Couple more by Simon Kernick

I promised a couple more UK novels before going back to the Continent, and here are a couple by Kernick--but there's one more UK work (from Scotland) still in my pipeline before we move on to Finland: Stuar Macbride was recommended to me by one of this blog's readers, and I've gotten hold of a copy that looks very tantalizing. But first, as they say: Simon Kernick has 5 novels out now, I think, but I've only read through #3. I reported on #1 earlier, but here I'll just say a few words about The Murder Exchange and The Crime Trade, two almost unbelievably complicated cops-and-mobsters stories. Kernick uses a first person narrator, one of his detectives, for some of the narrative and third-person for others, and in the case of The Crime Trade this device leads to what I would consider a flaw--the annoying withholding of information. Of course, all "mystery" writers withhold information. But when Kernick follows an undercover cop, in great detail throughout the novel and withholds a large piece of his life and character from the reader, I feel a bit betrayed. The Murder Exchange is, I think, a better novel with a (for sure) bigger payoff in the fast and violent conclusion, but it is even more complicated than its sequel--Kernick relies on an Afterword to tie up all the things he hasn't been able to deal with in his narrative.

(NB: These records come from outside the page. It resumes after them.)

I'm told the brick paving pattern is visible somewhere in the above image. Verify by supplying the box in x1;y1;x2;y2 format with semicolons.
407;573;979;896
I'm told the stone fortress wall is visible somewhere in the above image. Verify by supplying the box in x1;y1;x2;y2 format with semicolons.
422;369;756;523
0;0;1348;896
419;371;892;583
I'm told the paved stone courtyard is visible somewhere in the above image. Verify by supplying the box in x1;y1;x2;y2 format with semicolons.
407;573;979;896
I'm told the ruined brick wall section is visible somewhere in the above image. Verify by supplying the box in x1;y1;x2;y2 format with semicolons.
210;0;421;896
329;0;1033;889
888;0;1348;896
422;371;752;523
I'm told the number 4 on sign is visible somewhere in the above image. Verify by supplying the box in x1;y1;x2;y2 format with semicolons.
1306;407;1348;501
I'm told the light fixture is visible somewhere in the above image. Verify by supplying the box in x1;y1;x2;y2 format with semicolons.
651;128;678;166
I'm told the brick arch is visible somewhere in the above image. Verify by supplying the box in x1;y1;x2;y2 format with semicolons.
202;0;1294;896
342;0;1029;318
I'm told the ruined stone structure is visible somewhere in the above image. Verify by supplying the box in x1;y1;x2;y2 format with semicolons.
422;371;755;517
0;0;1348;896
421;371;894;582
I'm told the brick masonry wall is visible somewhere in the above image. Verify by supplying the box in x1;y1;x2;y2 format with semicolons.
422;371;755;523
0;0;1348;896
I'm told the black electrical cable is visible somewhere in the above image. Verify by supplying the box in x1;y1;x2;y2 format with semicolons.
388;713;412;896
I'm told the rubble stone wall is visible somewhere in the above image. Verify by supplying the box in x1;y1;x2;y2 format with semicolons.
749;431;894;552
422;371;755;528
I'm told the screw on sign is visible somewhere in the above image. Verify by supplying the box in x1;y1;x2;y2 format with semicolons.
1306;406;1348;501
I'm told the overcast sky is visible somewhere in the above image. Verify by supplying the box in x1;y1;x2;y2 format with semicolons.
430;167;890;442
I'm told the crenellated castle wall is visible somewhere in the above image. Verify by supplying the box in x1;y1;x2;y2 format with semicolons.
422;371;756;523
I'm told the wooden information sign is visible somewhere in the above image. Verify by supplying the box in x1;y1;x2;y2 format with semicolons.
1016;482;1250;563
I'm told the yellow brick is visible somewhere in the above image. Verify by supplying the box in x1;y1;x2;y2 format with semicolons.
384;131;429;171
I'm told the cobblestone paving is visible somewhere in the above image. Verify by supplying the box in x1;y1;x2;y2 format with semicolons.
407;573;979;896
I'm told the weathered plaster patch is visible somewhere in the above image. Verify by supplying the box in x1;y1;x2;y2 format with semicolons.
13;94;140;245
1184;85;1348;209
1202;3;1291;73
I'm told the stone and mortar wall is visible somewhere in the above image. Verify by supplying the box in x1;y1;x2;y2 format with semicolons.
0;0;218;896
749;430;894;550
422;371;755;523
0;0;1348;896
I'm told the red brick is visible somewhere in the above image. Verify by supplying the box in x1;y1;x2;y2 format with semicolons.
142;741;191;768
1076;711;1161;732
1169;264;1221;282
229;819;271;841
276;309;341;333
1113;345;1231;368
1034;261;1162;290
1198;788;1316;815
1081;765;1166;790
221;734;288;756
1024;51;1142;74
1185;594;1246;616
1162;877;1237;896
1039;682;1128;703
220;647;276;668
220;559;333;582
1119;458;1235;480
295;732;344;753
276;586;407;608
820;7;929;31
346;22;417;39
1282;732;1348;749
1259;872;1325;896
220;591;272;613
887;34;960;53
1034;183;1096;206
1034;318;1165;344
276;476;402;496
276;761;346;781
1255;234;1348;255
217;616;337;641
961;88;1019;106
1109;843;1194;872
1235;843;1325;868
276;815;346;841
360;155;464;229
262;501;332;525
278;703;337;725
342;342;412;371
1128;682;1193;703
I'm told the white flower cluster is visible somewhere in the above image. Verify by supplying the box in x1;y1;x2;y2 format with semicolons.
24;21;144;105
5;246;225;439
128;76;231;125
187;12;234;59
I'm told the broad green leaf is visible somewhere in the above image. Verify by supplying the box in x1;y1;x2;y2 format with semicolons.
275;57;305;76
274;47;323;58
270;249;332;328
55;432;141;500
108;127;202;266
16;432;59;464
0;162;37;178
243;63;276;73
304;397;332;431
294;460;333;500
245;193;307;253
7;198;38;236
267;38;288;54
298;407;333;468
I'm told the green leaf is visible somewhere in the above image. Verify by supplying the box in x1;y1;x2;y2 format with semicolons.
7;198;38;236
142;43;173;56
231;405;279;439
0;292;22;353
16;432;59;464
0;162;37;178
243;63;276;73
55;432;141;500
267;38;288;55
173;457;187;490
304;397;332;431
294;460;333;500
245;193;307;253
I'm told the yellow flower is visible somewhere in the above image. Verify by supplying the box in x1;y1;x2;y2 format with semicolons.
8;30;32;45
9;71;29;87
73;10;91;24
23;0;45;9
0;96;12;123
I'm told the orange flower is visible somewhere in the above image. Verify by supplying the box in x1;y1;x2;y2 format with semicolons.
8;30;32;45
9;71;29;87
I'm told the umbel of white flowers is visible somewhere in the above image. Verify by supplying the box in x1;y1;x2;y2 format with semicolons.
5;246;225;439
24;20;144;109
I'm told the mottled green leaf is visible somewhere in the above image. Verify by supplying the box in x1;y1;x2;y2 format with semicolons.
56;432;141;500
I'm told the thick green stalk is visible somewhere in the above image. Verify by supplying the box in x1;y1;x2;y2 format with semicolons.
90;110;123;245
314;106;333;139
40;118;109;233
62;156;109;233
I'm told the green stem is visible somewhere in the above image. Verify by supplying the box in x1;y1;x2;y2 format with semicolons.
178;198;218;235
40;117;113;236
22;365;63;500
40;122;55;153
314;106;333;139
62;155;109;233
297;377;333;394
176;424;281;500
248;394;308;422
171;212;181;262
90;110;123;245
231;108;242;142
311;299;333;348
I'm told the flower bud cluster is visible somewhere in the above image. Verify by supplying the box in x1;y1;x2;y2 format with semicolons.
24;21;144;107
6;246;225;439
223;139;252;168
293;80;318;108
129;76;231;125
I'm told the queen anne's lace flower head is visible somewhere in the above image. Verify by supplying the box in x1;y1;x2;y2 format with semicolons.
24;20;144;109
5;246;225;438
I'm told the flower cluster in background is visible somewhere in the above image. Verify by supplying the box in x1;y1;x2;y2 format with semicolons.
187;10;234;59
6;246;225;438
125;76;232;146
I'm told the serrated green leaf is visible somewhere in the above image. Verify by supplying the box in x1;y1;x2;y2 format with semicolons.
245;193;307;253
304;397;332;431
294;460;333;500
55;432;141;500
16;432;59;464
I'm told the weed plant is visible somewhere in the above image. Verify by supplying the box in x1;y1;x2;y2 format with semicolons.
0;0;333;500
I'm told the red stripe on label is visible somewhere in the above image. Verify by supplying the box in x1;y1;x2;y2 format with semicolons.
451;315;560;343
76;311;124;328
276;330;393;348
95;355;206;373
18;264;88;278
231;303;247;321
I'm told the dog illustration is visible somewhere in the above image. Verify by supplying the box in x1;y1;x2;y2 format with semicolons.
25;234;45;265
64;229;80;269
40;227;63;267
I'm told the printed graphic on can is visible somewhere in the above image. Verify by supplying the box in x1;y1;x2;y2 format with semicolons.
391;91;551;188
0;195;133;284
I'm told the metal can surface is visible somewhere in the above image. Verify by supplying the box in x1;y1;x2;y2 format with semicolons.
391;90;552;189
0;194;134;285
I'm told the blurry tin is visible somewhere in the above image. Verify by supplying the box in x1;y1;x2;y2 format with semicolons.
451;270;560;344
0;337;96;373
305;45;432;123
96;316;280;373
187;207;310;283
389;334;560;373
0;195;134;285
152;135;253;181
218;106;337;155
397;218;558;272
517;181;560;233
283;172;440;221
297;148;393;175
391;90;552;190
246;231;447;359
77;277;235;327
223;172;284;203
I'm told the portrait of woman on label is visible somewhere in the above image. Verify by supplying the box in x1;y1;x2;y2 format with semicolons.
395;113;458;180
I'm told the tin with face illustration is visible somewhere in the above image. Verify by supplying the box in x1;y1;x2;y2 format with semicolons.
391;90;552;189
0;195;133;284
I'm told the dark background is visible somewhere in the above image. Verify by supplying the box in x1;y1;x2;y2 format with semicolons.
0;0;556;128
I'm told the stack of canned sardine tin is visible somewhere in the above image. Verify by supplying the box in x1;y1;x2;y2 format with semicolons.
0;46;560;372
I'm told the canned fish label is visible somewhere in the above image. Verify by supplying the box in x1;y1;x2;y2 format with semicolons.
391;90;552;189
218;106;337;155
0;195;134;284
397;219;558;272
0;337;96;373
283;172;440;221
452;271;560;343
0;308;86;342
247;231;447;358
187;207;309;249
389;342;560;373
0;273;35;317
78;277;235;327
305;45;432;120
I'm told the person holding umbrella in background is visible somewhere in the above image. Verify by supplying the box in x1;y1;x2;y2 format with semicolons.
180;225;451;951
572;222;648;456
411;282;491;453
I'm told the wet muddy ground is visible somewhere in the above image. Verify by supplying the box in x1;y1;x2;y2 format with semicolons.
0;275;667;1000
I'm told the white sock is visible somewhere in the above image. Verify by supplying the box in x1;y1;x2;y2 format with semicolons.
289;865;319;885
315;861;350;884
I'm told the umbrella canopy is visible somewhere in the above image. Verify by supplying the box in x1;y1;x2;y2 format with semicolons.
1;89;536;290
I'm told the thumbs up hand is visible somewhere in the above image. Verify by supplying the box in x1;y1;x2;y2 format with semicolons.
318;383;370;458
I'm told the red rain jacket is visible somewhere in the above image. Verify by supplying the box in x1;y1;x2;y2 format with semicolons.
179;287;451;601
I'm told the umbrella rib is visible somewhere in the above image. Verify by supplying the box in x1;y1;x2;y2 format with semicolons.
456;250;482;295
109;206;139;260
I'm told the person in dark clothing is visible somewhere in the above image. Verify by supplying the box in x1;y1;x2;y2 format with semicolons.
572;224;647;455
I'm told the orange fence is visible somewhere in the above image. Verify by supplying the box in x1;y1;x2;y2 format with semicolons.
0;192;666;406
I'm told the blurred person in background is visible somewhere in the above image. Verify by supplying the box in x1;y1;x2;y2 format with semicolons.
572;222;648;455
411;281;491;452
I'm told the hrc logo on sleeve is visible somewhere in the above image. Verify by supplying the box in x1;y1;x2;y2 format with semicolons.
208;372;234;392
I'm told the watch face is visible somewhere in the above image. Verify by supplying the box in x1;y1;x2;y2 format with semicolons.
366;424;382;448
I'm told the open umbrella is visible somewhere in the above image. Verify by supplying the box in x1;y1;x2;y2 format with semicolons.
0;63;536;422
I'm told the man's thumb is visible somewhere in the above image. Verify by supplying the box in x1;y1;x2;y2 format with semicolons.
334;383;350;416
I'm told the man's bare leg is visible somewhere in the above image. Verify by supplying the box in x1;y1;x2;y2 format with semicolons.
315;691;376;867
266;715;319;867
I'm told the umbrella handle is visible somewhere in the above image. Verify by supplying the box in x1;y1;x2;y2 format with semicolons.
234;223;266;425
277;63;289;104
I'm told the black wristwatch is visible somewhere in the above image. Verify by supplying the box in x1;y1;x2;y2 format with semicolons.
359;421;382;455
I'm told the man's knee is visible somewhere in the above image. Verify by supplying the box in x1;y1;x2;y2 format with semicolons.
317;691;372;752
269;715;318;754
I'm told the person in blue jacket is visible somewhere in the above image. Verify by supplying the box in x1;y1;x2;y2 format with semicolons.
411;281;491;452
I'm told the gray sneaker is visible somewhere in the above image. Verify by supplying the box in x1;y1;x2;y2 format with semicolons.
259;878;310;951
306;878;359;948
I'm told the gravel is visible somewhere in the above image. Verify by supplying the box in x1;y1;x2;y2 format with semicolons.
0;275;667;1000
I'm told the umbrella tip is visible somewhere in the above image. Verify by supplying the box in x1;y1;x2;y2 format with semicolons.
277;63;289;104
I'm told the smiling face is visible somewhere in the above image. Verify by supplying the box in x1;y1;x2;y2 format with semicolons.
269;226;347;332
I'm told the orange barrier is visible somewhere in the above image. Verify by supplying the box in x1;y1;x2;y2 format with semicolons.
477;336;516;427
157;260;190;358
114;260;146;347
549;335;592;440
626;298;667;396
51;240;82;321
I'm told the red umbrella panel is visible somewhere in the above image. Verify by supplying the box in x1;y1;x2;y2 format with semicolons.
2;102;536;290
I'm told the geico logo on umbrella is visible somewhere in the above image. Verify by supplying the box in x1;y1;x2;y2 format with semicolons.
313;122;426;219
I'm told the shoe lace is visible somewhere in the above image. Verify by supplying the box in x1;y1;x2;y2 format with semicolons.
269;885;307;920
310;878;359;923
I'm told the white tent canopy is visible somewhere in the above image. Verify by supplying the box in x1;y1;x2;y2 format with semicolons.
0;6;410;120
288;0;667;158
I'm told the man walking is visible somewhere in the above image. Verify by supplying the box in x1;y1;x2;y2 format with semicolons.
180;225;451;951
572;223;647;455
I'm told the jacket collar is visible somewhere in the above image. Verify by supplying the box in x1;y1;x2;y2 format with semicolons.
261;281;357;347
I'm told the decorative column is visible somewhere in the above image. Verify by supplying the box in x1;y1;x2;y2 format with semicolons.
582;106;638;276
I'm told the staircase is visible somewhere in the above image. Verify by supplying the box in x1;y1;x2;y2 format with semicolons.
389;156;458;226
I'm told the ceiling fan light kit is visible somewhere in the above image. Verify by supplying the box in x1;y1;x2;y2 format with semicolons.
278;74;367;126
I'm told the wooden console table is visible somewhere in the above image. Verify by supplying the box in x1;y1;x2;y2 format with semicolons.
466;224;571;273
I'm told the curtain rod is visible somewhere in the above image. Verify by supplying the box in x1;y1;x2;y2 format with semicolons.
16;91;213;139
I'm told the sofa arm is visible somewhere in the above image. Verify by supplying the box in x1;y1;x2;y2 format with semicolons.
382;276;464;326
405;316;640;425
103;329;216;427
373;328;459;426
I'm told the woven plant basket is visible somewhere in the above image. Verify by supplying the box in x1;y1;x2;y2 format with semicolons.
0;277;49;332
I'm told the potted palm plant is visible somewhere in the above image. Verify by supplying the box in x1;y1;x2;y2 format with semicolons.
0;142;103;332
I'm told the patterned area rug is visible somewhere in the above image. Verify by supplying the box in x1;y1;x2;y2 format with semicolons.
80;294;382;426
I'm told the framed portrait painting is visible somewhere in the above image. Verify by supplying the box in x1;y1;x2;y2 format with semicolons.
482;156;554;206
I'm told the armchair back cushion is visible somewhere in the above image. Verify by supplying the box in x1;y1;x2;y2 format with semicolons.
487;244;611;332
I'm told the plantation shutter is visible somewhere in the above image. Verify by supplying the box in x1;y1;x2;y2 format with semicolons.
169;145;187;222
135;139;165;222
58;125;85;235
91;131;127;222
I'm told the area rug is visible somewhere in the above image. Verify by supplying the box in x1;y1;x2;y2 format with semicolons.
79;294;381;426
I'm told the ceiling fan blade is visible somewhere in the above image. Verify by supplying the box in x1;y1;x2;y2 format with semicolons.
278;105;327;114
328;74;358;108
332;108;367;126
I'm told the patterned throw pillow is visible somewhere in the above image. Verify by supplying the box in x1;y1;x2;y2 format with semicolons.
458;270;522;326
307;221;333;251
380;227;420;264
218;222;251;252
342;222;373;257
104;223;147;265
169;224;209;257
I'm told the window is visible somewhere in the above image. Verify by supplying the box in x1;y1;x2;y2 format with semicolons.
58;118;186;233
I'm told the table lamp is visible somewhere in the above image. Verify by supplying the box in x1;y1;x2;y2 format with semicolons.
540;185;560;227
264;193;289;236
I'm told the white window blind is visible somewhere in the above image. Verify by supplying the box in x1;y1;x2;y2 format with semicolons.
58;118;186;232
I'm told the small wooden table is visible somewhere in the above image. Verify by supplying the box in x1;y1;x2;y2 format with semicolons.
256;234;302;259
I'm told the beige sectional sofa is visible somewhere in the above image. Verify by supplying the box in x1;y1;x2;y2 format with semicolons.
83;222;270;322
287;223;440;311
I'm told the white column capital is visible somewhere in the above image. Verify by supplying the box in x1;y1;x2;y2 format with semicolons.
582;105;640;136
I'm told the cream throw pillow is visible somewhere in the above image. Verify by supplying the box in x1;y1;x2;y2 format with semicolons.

Kernick's novels have a lot to like, and there are frequently very funny and very violent passages (often at the same time), but so far all of his novels have alternated these parts with long longeurs, to my mind, and the novels could have used some judicial editing--they're a bit too long as well as too complicated, and I tend to lose interest in the repetitious dialogue that he has to indulge in to keep the details of the plot in the forefront of the reader's mind.